On the way a holiday has taught me a valuable lesson about time
Being away on a big holiday with my kids took me into a new psychic space, and reminded me which days matter

I’m writing this from Minneapolis airport, where my connecting flight from Billings, Montana to Washington DC, has been delayed. It’s the twilight zone of Sunday evening, with the added melancholy of the moment the whirligig of the high of the holiday suddenly comes to a crashing standstill, and real-life rushes back in.
A few hours ago, I was in Cody, Wyoming, sitting beneath bison and elk heads in the dining room of Hotel Irma, eating a western breakfast, of biscuits, which are a kind of roll you only really get in the west, and which are like light, fluffy scones, with grape jelly (a specific, highly artificial taste I crave), with bacon and scrambled eggs I’d covered in both maple syrup and hot sauce (also an acquired taste, I admit, but one I love). I drank several large mugs of weak black coffee as the kids scrapped around me, all a bit jagged and tired, wanting my phone, while trying to let the space I was in surround me absolutely, imprint itself into me, maybe, so that I wouldn’t forget it. I didn’t want to leave that landscape.

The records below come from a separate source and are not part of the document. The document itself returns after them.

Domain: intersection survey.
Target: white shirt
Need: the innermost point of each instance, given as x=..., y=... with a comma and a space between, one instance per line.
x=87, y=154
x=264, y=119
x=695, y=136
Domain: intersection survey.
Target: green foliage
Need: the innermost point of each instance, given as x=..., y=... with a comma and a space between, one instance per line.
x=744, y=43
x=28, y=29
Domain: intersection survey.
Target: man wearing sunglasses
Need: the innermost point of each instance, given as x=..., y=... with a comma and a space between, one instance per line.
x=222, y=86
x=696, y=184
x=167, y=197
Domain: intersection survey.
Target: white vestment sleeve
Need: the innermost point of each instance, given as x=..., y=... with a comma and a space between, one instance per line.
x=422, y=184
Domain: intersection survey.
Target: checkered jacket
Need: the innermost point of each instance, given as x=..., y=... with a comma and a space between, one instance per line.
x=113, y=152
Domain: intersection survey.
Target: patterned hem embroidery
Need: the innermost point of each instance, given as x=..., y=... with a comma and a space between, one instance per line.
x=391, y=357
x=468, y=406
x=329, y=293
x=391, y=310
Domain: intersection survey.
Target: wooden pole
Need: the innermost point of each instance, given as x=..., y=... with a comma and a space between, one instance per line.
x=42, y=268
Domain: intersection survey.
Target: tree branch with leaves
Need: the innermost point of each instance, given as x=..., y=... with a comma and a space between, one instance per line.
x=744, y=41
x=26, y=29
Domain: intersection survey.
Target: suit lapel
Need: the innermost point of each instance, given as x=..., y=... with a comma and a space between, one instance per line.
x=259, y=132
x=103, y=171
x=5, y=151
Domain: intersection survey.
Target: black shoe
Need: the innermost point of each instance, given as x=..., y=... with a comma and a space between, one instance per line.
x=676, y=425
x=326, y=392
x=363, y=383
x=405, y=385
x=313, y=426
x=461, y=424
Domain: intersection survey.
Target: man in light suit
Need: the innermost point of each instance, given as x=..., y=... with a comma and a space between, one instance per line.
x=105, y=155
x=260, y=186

But we had to leave Cody eventually, driving through a vast landscape of jagged yellow rock and distant blue mountains, with the smell of desert sage in the air, the early light low and sharp as jack rabbits and deer startled at our passing car. Everything felt picturesque, almost celluloid, even the tarmac elevated to an elegant black ribbon stretching into the distance; after almost three weeks of waking to this landscape, it was almost starting to feel familiar. I really didn’t want to leave, because more than anything, the magnitude of the landscape was giving me a sense of psychic space I rarely experience in the city.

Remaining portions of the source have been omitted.